The Molecule base image is not guaranteed to ship `nft`. The role installs the
`nftables` package as its first firewall task, so by the time `verify` runs the `nft -c`
syntax check, `nft` is present (installed during `converge`).
## Open dependencies / notes
- **NetBird/ADR-016 unbuilt** — see the mgmt-interface knob above; full `wt0`-only
lockdown lands when NetBird does.
- The safe-apply orchestration (steps 25) has **no Level-1 coverage** by design; it is
integration-tested at Level 2. Called out so the gap is explicit.
## Scope summary
**Built here:** `firewall_catalog`/`firewall_zones` schema; `firewall_rules.py` resolver
+ pytest; `nftables.conf.j2` (default-deny input, mgmt plane, permissive egress, drop-in
`include` hook); safe-apply-with-rollback tasks; Molecule render/syntax scenario;
`base` role scaffolding (README, meta, defaults, handlers).
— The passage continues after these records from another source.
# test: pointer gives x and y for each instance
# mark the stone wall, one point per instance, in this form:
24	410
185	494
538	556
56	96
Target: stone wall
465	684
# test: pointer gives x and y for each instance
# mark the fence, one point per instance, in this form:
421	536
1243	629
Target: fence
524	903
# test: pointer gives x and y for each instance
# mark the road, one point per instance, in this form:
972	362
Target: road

**Deferred:** Docker `iptables:false` + container forward/NAT (→ `docker_host` spec, via
the drop-in hook); OPNsense rendering from the same catalog (→ OPNsense-as-code spec);
drift-detection check (ADR-020); all other `base` concerns.
## Related
ADR-020 (firewall strategy), ADR-002 (security baseline), ADR-004 (Docker model —
`iptables:false`, one service = one role), ADR-007 (VLANs/subnets), ADR-008 (testing
levels), ADR-016 (NetBird mesh — SSH on `wt0`), ADR-019 (`firewall` tag).